Digital New School
a program of contemporary moving image art
for the 41st Ann Arbor Film Festival
Thursday March 13, 2003
curated by Leslie Raymond
sponsored by the University of Michigan School of Art & Design and the AAFilmFest

artists & works
the program PDF
press release PDF


This is an exciting time to survey the current landscape of moving images.

Our time is a Time of Change. Consider recent changes to our environs: a geography of cell-towers and development of cell phone etiquette; a new #1 shopping-day-of-the-year created by e-commerce (the first day back to work after Thanksgiving vacation); and the pervasiveness of computers in the workplace, domestic front, and public space; an evolution from pinball parlors to playstations and online gaming.

Analog shifts to digital with the escalation of computer technologies in everyday life. We may sense that we are living in the future. It is unfolding everywhere around us, including the realm of the arts.

Digital New School is a screening which showcases experimental motions pictures which have been created using digital technologies.
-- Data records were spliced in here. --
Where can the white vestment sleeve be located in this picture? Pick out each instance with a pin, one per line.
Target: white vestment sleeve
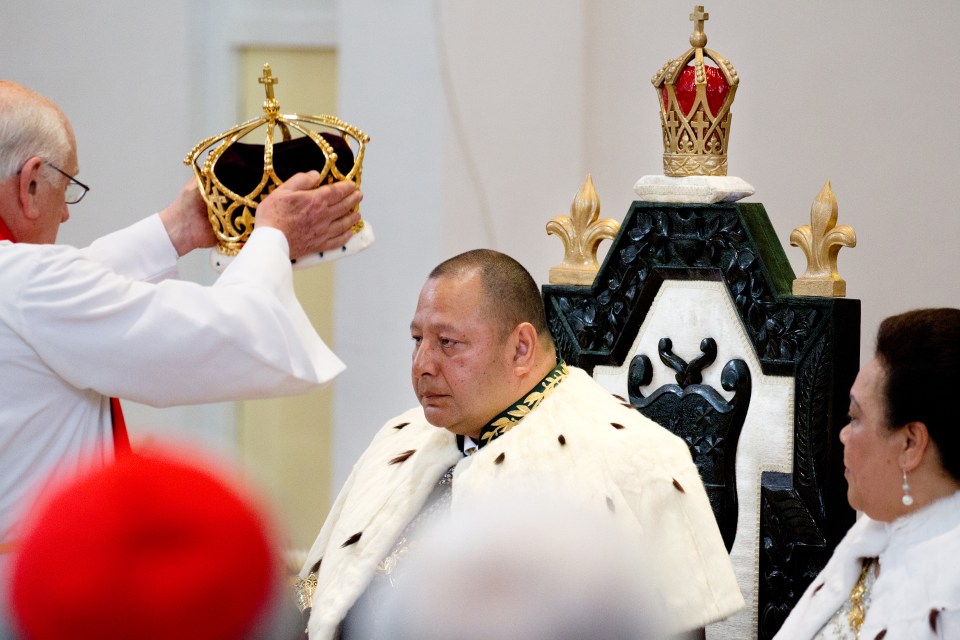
(176, 342)
(142, 251)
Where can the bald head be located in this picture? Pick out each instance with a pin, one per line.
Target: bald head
(511, 294)
(31, 125)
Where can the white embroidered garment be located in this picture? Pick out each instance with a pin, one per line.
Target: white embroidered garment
(917, 594)
(609, 455)
(60, 367)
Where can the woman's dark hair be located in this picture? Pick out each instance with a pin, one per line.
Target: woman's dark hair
(920, 353)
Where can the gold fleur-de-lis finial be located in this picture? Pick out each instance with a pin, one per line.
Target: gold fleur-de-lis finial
(581, 232)
(821, 241)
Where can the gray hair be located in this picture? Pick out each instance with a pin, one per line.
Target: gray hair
(30, 125)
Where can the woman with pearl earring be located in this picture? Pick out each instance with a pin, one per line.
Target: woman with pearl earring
(896, 574)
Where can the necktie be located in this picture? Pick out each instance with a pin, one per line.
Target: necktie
(121, 441)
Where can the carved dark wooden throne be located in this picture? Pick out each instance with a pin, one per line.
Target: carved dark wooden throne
(704, 291)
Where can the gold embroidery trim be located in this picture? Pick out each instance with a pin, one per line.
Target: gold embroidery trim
(857, 611)
(509, 418)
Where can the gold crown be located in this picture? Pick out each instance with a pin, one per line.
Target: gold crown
(236, 176)
(695, 107)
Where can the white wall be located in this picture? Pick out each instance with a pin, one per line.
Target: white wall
(486, 117)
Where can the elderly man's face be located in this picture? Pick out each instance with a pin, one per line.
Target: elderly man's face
(462, 367)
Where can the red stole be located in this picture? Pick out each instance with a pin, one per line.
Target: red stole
(121, 442)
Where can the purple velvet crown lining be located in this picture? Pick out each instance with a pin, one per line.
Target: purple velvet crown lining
(240, 167)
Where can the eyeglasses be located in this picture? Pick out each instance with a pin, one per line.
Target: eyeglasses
(75, 189)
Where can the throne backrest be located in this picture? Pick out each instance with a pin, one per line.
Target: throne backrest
(754, 379)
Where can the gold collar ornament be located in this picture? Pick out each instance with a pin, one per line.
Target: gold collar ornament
(695, 100)
(234, 177)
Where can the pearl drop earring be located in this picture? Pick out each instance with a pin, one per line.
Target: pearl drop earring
(907, 498)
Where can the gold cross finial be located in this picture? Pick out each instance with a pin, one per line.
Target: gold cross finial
(268, 81)
(698, 17)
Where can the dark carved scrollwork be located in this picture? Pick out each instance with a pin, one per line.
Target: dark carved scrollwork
(815, 340)
(709, 424)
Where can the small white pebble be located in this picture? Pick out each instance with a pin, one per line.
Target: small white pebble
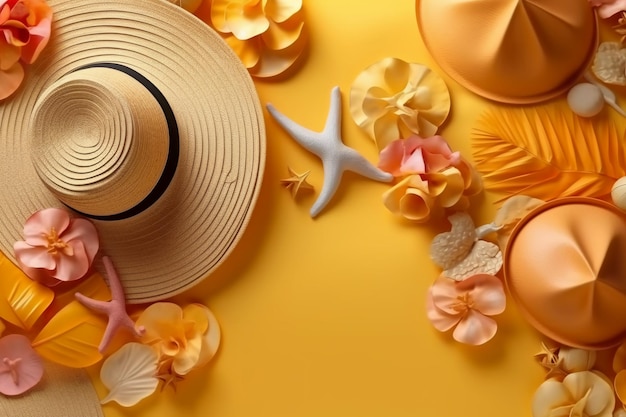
(585, 99)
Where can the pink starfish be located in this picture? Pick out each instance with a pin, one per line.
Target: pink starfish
(115, 309)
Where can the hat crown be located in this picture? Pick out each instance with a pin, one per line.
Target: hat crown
(100, 140)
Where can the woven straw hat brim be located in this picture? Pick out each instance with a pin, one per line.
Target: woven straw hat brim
(63, 392)
(195, 224)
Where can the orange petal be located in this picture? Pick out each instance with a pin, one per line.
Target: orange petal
(475, 329)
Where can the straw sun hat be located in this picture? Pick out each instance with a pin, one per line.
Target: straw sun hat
(138, 116)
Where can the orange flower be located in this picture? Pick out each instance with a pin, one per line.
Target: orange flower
(25, 30)
(266, 34)
(188, 336)
(465, 305)
(56, 247)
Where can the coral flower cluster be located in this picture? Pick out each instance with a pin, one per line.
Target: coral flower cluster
(24, 32)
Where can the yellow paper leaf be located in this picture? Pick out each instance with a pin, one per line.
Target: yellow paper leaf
(547, 152)
(72, 336)
(22, 300)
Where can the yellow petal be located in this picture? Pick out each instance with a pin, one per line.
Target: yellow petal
(22, 300)
(281, 10)
(72, 336)
(246, 22)
(447, 186)
(284, 35)
(249, 52)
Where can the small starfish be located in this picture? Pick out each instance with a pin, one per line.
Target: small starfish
(114, 309)
(328, 146)
(296, 182)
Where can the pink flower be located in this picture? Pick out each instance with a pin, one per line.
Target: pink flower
(56, 247)
(24, 32)
(417, 155)
(20, 366)
(466, 305)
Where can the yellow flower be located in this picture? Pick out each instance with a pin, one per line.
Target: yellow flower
(580, 394)
(267, 35)
(188, 336)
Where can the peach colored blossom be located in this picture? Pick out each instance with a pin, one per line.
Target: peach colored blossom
(465, 306)
(56, 247)
(188, 336)
(417, 155)
(267, 35)
(24, 32)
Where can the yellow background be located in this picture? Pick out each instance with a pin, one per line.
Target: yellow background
(326, 316)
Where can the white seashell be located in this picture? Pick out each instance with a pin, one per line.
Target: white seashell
(585, 99)
(618, 193)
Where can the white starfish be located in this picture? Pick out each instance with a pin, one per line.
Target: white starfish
(328, 146)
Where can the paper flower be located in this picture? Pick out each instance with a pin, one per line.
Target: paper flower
(394, 99)
(25, 30)
(431, 178)
(56, 247)
(607, 8)
(585, 393)
(189, 336)
(417, 155)
(466, 305)
(461, 253)
(130, 374)
(20, 366)
(267, 35)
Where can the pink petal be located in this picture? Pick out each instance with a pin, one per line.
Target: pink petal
(487, 293)
(28, 369)
(441, 320)
(446, 294)
(10, 80)
(42, 221)
(413, 163)
(475, 329)
(39, 36)
(33, 256)
(84, 231)
(71, 268)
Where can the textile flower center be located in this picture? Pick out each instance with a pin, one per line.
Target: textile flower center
(56, 245)
(464, 303)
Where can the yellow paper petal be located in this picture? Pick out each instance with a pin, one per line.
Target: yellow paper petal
(71, 337)
(129, 374)
(22, 300)
(447, 186)
(249, 51)
(281, 10)
(246, 21)
(281, 36)
(391, 97)
(210, 341)
(547, 152)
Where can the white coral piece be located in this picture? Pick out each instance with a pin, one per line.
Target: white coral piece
(609, 64)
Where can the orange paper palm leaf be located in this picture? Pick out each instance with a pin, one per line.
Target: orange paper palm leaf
(548, 152)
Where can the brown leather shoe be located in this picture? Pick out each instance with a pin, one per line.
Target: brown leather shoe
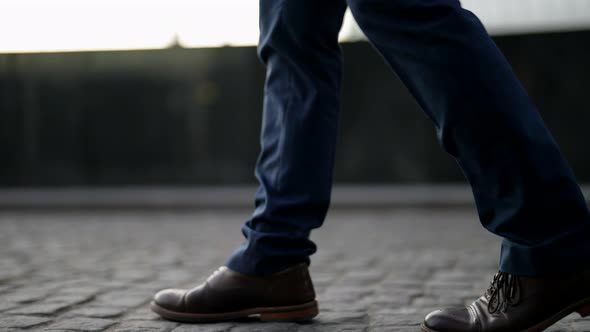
(229, 295)
(517, 304)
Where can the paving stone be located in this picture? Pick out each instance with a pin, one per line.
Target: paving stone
(39, 309)
(374, 271)
(22, 321)
(97, 312)
(81, 324)
(220, 327)
(148, 326)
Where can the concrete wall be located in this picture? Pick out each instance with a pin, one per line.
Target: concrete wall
(191, 116)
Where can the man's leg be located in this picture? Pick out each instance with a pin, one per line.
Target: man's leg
(299, 46)
(268, 275)
(523, 187)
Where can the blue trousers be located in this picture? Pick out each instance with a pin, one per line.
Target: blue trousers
(524, 190)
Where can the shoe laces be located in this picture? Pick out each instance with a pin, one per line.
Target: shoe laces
(504, 292)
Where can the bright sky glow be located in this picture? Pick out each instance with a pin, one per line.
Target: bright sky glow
(82, 25)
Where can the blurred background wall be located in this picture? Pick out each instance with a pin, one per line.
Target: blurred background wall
(178, 114)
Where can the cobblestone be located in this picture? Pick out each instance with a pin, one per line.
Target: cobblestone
(376, 270)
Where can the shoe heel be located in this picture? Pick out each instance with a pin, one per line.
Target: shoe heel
(298, 315)
(584, 311)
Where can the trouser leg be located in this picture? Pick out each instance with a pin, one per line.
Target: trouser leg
(523, 187)
(299, 47)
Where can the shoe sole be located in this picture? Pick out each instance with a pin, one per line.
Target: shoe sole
(298, 313)
(581, 307)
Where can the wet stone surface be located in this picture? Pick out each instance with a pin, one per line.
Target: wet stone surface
(375, 270)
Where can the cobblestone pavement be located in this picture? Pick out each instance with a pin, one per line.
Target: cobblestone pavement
(376, 270)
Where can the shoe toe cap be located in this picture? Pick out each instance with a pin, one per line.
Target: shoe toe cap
(171, 299)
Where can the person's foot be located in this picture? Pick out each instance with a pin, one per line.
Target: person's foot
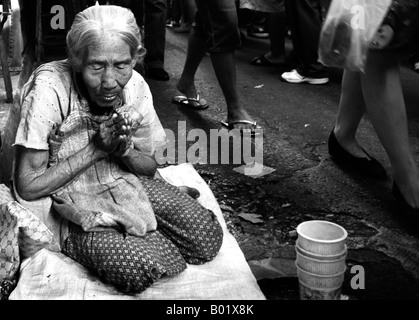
(348, 154)
(186, 87)
(268, 59)
(157, 74)
(295, 77)
(236, 118)
(275, 59)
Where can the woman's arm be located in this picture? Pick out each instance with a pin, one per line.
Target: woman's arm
(35, 178)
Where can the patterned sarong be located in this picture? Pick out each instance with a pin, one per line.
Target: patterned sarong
(186, 232)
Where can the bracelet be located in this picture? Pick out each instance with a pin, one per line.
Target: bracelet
(128, 150)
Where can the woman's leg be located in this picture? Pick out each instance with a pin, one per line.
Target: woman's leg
(197, 47)
(193, 229)
(276, 23)
(351, 110)
(131, 264)
(385, 104)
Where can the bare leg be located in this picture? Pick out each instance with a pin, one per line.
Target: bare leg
(351, 110)
(225, 70)
(196, 50)
(276, 27)
(385, 104)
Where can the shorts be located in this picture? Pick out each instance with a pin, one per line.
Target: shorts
(216, 21)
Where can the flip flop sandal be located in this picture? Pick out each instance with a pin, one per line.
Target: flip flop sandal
(193, 103)
(230, 126)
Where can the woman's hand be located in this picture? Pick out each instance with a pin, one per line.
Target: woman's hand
(382, 37)
(114, 135)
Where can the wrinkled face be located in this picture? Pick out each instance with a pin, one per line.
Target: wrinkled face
(107, 69)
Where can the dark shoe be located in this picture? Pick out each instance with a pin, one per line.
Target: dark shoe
(369, 167)
(257, 32)
(157, 74)
(406, 209)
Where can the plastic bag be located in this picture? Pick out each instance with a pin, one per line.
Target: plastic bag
(348, 30)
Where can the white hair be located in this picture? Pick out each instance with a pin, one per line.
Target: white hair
(92, 23)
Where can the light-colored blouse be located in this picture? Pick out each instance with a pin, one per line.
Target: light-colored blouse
(104, 195)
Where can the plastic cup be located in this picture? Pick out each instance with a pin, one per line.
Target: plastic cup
(321, 237)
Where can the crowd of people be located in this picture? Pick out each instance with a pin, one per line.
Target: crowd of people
(88, 129)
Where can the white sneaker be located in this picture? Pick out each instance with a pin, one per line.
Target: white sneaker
(294, 77)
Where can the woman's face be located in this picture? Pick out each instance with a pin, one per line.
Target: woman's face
(107, 70)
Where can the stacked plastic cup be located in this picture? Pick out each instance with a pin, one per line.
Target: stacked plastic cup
(320, 261)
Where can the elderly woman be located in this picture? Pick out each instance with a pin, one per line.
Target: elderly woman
(85, 141)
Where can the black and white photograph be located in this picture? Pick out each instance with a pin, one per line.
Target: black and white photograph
(211, 157)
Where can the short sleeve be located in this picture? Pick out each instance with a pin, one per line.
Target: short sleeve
(150, 136)
(41, 102)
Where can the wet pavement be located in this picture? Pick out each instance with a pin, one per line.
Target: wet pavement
(263, 212)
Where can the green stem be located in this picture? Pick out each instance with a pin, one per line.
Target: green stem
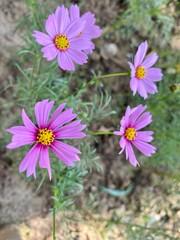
(54, 223)
(100, 133)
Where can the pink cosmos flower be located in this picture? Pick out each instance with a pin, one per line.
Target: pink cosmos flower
(133, 121)
(47, 135)
(90, 30)
(62, 40)
(143, 75)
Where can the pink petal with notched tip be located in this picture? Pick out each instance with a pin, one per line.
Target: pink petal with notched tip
(50, 52)
(141, 52)
(144, 120)
(65, 62)
(145, 136)
(61, 19)
(150, 60)
(74, 12)
(145, 148)
(42, 38)
(153, 74)
(44, 160)
(77, 56)
(131, 155)
(27, 122)
(30, 160)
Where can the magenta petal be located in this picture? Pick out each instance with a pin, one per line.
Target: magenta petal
(132, 69)
(145, 148)
(29, 161)
(135, 115)
(134, 85)
(75, 28)
(42, 38)
(131, 155)
(65, 62)
(153, 74)
(62, 19)
(51, 27)
(150, 86)
(144, 120)
(144, 136)
(141, 52)
(28, 123)
(63, 118)
(77, 56)
(44, 160)
(56, 113)
(150, 60)
(74, 12)
(122, 144)
(142, 90)
(80, 43)
(49, 52)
Many filmmakers, including shown shown in past Ann Arbor Film Festivals, have ventured into newer technologies; and a new generation of artists is confronting these media in ways reminiscent of film's younger days.

It is an honor to include toe work of the AAFF's own Board of Advisors member Leighton Pierce, who's recent digital video work was included in the 2002 Whitney Biennial.

Additional works in the program hail from around the country as well as around the planet, and demonstrate that the art of the moving image has become a crossroads for many media such as film, video, animation, motion graphics, sound arts, performance art, installation art, fine/visual arts, and netart.

In keeping with the Ann Arbor Film Festival's mission of bringing independent and experimental expressions to the screen, and honoring artists for their individual voice, Digital New School casts its net with intent to present a diverse range of voices and expressions.

My hope is that this screening will open a dialogue about how digital technologies have impacted experimental expression of the moving image.